I was asked this very question by Con Kolivas, working on his own lrzip compressor (only available for Linux for the time being). Since lrzip is a heavily multi-threaded implementation of 7zip on top of rzip, he wants to dispatch as many processes as possible, while keeping memory usage in check. Selecting a too large block size has its own drawback, such as consuming more memory, creating more latency before cores are loaded, and such. Therefore, we want block size to be as small as possible, but not too small, to control the inefficiency within manageable area.

Here are some results taken out from LZ4 working on enwik8 with various block sizes, expressed as a multiple of search depth :

Block Size    Inefficiency
  2X              2.4%
  4X              1.2%
  8X              0.6%
 16X              0.3%
 32X              0.15%


As can be seen, the inefficiency is reduced by 2 at each step, which is not a random effect : the "inefficient" part of the block is only the first 1X, therefore its "relative" importance is divided by 2 each time block size is multiplied by 2.

All in all, enwik8 is probably one of the worst cases (outside of specifically crafted ones) since it heavily depends on match finds, so it is a good basis to select a threshold.

In my opinion, 16X is already quite good, with a low enough inefficiency ratio.
16X for 64KB, this means 1MB block size. In a word, manageable.

Monday, January 10, 2011

Improving I/O : Zhuff v0.5

 There is a subtle difference between Windows Seven and good old Windows XP when it comes to reading data from a disk : the prefetcher has matured much.
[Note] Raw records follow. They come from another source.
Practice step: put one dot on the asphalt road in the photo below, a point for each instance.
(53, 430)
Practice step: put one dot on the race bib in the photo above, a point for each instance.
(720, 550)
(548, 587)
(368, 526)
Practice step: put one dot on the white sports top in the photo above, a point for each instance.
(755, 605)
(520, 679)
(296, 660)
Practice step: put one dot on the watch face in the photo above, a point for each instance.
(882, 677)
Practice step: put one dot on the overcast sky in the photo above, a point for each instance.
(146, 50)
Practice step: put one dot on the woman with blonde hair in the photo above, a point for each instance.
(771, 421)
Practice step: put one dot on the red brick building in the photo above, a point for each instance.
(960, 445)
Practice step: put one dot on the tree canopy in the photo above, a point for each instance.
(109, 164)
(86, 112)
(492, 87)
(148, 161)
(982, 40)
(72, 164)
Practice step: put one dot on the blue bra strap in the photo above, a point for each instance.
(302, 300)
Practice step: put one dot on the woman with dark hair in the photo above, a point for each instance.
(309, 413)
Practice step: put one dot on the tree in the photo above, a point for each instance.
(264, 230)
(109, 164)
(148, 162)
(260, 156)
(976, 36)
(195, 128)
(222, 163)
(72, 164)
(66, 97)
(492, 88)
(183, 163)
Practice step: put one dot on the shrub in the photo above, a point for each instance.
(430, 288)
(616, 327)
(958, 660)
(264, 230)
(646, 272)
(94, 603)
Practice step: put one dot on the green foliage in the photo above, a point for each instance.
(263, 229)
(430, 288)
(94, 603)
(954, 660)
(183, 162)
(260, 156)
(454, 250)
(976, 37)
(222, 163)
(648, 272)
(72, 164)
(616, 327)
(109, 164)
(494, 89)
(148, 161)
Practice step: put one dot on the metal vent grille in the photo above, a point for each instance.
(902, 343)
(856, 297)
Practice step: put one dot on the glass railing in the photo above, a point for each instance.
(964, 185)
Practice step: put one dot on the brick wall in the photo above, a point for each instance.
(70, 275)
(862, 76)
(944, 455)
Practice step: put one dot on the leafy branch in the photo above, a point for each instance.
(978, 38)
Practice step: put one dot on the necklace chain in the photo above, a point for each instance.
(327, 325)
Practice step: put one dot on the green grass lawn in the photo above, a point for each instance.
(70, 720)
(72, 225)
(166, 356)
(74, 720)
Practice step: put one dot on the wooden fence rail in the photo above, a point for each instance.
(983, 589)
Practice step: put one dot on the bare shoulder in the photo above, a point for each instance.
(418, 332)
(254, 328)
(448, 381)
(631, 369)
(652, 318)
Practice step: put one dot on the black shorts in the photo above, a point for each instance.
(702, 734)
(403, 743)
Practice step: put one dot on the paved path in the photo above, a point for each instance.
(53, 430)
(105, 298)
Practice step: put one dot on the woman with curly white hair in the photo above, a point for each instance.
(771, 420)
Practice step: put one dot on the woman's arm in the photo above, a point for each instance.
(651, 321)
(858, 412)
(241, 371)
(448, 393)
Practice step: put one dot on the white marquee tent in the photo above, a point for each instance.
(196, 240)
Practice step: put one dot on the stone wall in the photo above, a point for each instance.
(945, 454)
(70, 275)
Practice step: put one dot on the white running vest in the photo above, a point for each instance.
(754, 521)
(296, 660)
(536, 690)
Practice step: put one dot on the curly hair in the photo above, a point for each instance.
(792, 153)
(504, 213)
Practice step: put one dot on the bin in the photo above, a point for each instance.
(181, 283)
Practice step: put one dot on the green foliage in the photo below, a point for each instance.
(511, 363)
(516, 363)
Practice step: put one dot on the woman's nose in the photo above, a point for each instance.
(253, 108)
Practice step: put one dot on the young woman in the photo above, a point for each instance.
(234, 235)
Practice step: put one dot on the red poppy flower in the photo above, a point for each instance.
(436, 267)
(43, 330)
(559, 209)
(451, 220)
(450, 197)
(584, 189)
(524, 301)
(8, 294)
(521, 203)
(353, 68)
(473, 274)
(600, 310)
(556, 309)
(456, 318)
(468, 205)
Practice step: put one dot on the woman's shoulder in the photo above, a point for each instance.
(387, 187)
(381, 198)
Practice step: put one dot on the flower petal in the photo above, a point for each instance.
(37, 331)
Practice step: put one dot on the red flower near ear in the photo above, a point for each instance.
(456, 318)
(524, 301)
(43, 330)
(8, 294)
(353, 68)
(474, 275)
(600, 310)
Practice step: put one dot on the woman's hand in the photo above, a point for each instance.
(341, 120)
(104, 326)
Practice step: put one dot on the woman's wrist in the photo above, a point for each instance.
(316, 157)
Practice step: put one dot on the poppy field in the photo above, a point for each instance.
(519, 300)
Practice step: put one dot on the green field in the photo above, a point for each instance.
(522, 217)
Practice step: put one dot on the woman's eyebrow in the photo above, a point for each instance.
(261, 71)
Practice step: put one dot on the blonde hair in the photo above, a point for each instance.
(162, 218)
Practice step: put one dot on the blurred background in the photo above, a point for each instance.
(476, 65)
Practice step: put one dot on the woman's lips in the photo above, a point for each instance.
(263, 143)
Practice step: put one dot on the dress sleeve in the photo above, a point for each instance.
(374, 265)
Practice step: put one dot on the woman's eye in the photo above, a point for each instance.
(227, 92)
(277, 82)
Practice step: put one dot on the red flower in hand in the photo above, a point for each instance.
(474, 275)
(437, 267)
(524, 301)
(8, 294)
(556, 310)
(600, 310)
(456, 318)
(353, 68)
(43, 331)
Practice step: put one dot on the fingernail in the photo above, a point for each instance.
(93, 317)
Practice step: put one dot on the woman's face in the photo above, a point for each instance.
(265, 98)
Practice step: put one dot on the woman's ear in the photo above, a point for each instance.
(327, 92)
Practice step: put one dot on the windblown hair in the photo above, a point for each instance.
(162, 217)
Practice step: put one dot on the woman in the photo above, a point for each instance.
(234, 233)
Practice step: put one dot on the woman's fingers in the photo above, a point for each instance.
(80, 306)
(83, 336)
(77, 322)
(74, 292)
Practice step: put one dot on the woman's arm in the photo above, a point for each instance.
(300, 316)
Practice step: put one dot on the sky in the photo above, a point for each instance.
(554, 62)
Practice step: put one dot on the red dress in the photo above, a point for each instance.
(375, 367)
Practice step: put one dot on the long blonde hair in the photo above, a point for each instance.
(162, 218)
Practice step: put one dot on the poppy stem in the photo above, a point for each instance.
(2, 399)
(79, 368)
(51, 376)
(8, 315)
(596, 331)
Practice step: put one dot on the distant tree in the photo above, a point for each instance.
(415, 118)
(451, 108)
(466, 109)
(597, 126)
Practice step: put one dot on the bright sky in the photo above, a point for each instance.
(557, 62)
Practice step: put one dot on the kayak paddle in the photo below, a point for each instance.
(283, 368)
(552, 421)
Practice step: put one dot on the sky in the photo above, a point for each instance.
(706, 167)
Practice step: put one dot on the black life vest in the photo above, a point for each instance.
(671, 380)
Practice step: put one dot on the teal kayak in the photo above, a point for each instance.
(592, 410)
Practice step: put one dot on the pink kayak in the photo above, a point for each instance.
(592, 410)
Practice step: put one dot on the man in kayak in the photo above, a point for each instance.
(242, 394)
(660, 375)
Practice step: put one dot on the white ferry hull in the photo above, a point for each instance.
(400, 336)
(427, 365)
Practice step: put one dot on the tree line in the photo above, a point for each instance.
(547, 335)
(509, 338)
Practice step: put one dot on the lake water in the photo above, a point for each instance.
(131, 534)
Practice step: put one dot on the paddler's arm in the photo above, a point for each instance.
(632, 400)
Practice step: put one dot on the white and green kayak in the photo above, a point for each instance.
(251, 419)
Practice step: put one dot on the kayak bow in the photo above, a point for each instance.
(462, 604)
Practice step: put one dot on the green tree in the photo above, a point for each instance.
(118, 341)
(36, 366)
To say it simply, the prefetcher is in charge of loading data into memory before it is even required by the program. Sounds like magic ? Well, not really : whenever you look at a film for example, it's pretty obvious that the movie file will be loaded sequentially. So after the program has requested data from position 1M to position 2M, it's quite logical to expect the next read operation to be from 2M to 3M.

By prefetching HDD data into memory, the OS makes it (almost) instantly available to the program, smoothing video playback, or whatever the program wants to do with it.
Obviously, simplest prefetching would be to load the entire file into memory. In this case, we call it a "cache". But this is not really practical. A film is several GB large for example. So a simpler version would be to simply load the next KB of data, just in case they would be required by the program later.

In practice, this works relatively well. There are nonetheless some subtle differences between systems, one of which i just learned this week, studying XP behavior.

I was puzzled by the fact that newest v0.4 version of Zhuff was reported sometimes slower on some systems running XP, while the underlying compression algorithm was proven to be much faster. The only other identified change was a move from 512KB chunks to 1MB chunks.
This proved enough to put too much load on XP prefetcher. While such a change produced no effect on my Windows Seven test system. Hence my surprised.

I worked my way through a new I/O code, which would chunk code into smaller parts, down to 256KB. Below that point, there is a small compression penalty. Nothing too large though...

It required a bit more than words, decoupling buffer from read/write operations. Anyway, the results were better than expected. To give an example, using a RAM disk drive under Windows XP, one of my test file went down from 5.20s (v0.4) to 4.50s (v0.5). Quite a large improvement for just an I/O change.
By contrast, Windows Seven did not resulted into any change : timing remained steady at 4.75s, whatever the chunk size.

Finally, you can get your hand on the result, a new version of Zhuff, that you can download here.
Improvements will be mostly visible using a very fast hard disk, such as an SSD, or a RAM drive.